Students may stand up and fight
By Laura Koot
Although over 700 students are virtually sitting in the university's president's office, Western's students' council says it is not making any headway in having its demands of the administration met. It is a conclusion which will lead to further action by students.
In a virtual sit-in which began March 6, students have been able to access a University Students' Council website, log into the protest and automatically send an email to president Paul Davenport expressing their concerns.
Yesterday Davenport sat down with members of the USC's Board of Directors to discuss the demands to freeze tuition, increase accountability and improve student services.
Dave Tompkins, USC president, described the meeting which lasted just over an hour as "interesting.
"We were hoping Dr. Davenport was going to come forward with concrete solutions to items we had raised and present compromises," Tompkins explained. "Unfortunately his position on the main six points of the original letter stayed the same."
Davenport felt the meeting generated helpful discussion. "I share with the students a profound concern for the growing student debt," he said. "I think that at both the provincial and federal levels we are doing all we can."
Not everyone was so optimistic about the encounter. "I really don't think Dr. Davenport has an appreciation of the number of students who feel strongly about the issues," Tompkins said.
The council's VP-communications, Jerry Topolski, said the lack of communication with the administration has caused students to examine their options. "[Tonight] at 6 p.m. all interested students and student leaders will be gathering in the [University Community Centre's] atrium to discuss where we want to take this next."

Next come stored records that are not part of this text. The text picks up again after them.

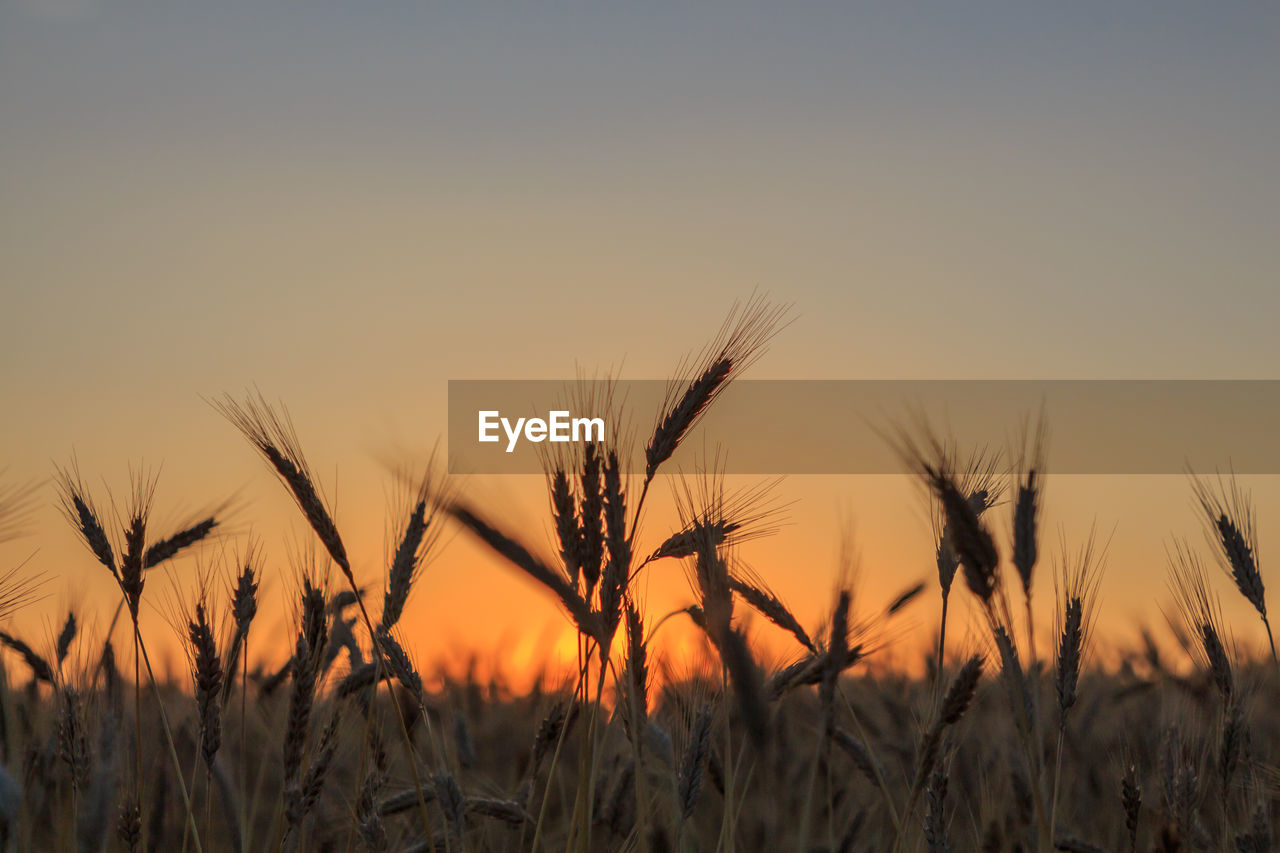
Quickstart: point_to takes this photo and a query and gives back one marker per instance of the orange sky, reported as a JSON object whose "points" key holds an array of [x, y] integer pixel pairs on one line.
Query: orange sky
{"points": [[348, 209]]}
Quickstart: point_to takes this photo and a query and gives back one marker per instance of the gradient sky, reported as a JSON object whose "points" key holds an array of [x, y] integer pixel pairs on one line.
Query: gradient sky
{"points": [[347, 208]]}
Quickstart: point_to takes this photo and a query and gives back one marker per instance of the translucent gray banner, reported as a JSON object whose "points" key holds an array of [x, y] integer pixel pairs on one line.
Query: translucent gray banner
{"points": [[840, 427]]}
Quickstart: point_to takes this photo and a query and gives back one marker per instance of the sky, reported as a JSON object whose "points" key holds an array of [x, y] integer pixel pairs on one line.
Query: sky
{"points": [[346, 208]]}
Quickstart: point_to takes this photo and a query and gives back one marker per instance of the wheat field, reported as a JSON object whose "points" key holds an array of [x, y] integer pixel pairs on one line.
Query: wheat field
{"points": [[346, 744]]}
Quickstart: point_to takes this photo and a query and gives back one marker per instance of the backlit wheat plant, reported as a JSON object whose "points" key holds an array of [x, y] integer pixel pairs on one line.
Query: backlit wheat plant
{"points": [[1028, 502], [272, 433], [979, 561], [1075, 584], [595, 518], [1230, 525], [1201, 616], [136, 556]]}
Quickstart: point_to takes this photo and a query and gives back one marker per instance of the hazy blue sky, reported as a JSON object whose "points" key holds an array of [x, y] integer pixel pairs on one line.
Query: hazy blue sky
{"points": [[351, 205]]}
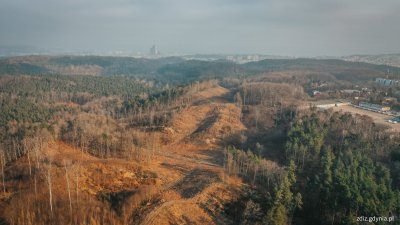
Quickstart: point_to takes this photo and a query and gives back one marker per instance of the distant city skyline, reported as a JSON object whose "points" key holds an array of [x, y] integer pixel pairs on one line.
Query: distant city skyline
{"points": [[272, 27]]}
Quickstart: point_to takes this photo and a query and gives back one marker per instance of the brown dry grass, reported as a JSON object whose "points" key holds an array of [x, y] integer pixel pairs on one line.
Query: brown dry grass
{"points": [[184, 184]]}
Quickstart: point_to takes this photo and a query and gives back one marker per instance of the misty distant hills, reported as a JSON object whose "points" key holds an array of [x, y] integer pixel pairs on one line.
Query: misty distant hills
{"points": [[384, 59], [177, 70]]}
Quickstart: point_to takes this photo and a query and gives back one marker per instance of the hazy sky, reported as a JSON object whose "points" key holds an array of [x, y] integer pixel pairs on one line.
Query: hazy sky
{"points": [[278, 27]]}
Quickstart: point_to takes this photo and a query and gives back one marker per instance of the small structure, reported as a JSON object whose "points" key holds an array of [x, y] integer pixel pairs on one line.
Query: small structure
{"points": [[373, 107], [326, 104], [387, 82]]}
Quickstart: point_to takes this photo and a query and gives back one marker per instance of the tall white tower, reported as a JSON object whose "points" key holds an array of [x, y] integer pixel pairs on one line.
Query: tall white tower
{"points": [[154, 50]]}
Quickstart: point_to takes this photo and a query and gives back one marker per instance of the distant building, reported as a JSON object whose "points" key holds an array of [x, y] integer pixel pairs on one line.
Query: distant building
{"points": [[326, 104], [387, 82], [373, 107], [154, 51]]}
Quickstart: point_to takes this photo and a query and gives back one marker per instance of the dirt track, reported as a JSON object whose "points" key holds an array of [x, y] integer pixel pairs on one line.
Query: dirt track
{"points": [[190, 167]]}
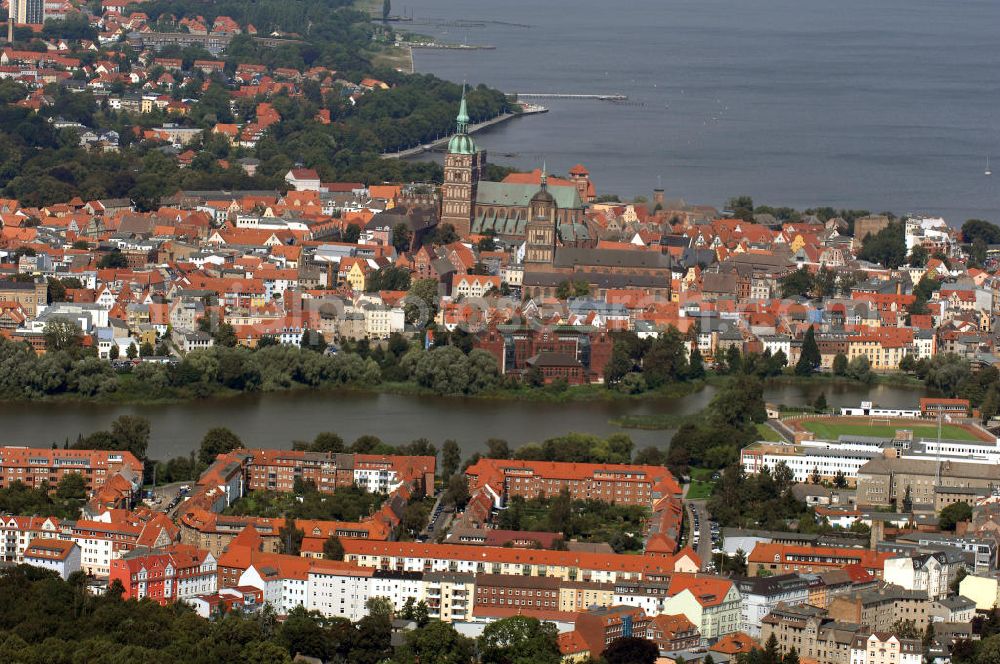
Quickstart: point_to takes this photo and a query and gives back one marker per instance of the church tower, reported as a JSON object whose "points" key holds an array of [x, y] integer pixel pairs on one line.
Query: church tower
{"points": [[463, 168], [540, 231]]}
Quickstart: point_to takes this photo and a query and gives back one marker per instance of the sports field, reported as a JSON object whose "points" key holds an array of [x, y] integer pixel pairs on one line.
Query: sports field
{"points": [[830, 429]]}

While over 100 students are expected to attend the discussion, Tompkins said the virtual sit-in will continue. "We are going to continue to use the virtual sit-in as the vehicle to let the students be heard."
However, Davenport said the current form of protest and rate at which messages are coming in has not affected his ability to work.
The possibility of a protest on campus during this week's open house for high school students is something Davenport has chosen to leave in the hands of the students. "It is not my role to get involved in student affairs," he said. "Part of Western is the activity of our various student groups.
"I am going to leave this decision to the students to make."
The idea of a physical protest is not something Tompkins has discounted. "I think anything violent would be counter-productive," he explained. "But I started the ball rolling on this and I want to see where the students are going to take this."